De esta manera llamó nuestra señora presidenta a ciertos dirigentes pejotistas que, presos de la ingenuidad y de ensueños trasnochados, pretendían lugares en las listas sagradas del Frente para la Victoria. Pero se trata de un bocatti honorable y privilegiado, casi inaccesible, situado bien arriba, en la cima imaginaria de nuestro futuro monte Olimpo (pronto se realizará la votación popular destinada a determinar qué cerro patagónico lo representará). Un tesoro reservado, especialmente, para los cuadros dirigenciales de La Cámpora, cristalina cantera de ritos iniciáticos para los nuevos patriotas, soldados entrenados en los quehaceres nacionales y populares. La revolución les pertenece, gracias al sabio dedo de Cristina capitana.
Peronistas del Conurbano a resignarse; los caciques y los capos sindicales del peronismo tradicional son, más que nunca, furgón de cola. (Adentro pero bien atrás y bien abajo, como el Aníbal Fernández post represión de la Policía Federal en el Parque Indoamericano, o el Daniel Scioli post operativo Garbriel Mariotto vicegobernador. Y si no te gusta, podés pegar un portazo al mejor estilo Carlos Verna.) Por lo visto, Tomás Moro estaba (está y estará) más cerca de Julio Piumato, Juan Carlos Schmid, Celso Jaque, Nicolás Fernández o José Pampuro de lo que cualquier mortal hubiera imaginado.
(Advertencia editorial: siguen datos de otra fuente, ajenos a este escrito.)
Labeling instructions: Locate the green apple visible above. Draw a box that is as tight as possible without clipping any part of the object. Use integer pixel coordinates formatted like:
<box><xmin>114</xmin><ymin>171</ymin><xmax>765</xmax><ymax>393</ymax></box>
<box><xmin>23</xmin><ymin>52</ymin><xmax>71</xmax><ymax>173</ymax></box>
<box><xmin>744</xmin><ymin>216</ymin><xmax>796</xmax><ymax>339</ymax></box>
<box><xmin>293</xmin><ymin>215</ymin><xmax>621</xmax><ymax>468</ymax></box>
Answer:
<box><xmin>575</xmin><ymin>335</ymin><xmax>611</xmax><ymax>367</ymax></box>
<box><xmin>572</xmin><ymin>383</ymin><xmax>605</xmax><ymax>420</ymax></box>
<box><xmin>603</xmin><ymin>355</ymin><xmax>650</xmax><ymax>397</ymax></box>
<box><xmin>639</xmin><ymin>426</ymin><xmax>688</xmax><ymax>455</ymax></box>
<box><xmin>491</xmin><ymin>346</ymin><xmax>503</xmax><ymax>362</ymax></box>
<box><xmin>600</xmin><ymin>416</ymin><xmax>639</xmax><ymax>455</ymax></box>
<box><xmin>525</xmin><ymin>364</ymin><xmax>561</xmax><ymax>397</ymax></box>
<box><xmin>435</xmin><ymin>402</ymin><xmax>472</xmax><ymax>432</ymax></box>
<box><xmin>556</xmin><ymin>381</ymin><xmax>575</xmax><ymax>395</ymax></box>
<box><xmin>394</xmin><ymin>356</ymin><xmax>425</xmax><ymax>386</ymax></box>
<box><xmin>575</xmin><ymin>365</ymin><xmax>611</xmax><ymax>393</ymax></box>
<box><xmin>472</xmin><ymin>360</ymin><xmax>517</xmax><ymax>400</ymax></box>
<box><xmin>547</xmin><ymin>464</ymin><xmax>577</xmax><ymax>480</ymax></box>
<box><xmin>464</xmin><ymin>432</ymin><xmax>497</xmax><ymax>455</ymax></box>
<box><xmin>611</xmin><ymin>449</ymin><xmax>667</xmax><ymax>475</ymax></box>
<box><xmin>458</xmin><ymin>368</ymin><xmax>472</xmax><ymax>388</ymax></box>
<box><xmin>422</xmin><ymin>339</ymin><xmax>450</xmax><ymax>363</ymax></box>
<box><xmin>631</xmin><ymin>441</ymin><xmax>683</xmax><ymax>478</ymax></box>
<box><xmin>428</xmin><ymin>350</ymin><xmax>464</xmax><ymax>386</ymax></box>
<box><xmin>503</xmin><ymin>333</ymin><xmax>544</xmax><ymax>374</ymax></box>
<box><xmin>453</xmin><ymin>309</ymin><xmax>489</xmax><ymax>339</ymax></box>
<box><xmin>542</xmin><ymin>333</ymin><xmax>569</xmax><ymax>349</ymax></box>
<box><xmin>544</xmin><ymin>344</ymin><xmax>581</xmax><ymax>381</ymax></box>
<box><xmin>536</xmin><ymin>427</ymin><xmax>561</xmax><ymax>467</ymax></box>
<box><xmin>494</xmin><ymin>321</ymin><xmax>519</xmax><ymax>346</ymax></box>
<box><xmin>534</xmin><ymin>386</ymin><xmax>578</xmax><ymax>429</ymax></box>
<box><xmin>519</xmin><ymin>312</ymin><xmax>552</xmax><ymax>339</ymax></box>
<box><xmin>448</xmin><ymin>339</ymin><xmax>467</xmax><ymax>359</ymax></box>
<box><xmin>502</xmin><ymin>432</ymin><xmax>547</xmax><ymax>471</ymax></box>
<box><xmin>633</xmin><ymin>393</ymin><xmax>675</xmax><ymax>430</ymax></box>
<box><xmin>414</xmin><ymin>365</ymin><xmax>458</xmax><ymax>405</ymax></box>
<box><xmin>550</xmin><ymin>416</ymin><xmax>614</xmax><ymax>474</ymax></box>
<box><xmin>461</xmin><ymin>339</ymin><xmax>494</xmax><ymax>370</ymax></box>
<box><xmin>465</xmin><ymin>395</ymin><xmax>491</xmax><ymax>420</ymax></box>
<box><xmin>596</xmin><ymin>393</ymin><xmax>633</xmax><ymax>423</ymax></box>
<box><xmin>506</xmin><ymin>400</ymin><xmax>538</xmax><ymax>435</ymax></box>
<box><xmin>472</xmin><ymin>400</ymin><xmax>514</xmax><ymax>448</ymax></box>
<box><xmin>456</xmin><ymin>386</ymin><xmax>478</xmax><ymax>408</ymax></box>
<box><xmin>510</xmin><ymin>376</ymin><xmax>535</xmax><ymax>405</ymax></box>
Pero es una utopía que, por ser rancia y de cuarta, ha sido vetada por el regio e infalible entendimiento de Cristina.
Los proyectos de liberación nacional se encuentran, al día de hoy, tan sólo en manos de la Vanguardia Esclarecida prohijada por la jefa: cuadros jóvenes universitarios, revolucionarios cancheros, piolas y atractivos como Amado Boudou o Juan Manuel Abal Medina. Basta de utopistas gordos, morochos o impresentables: los Schoklender de este mundo, los Moyano o los D’Elía bien escondidos, por favor.
La revolución, por lo visto, también pasa por la estética.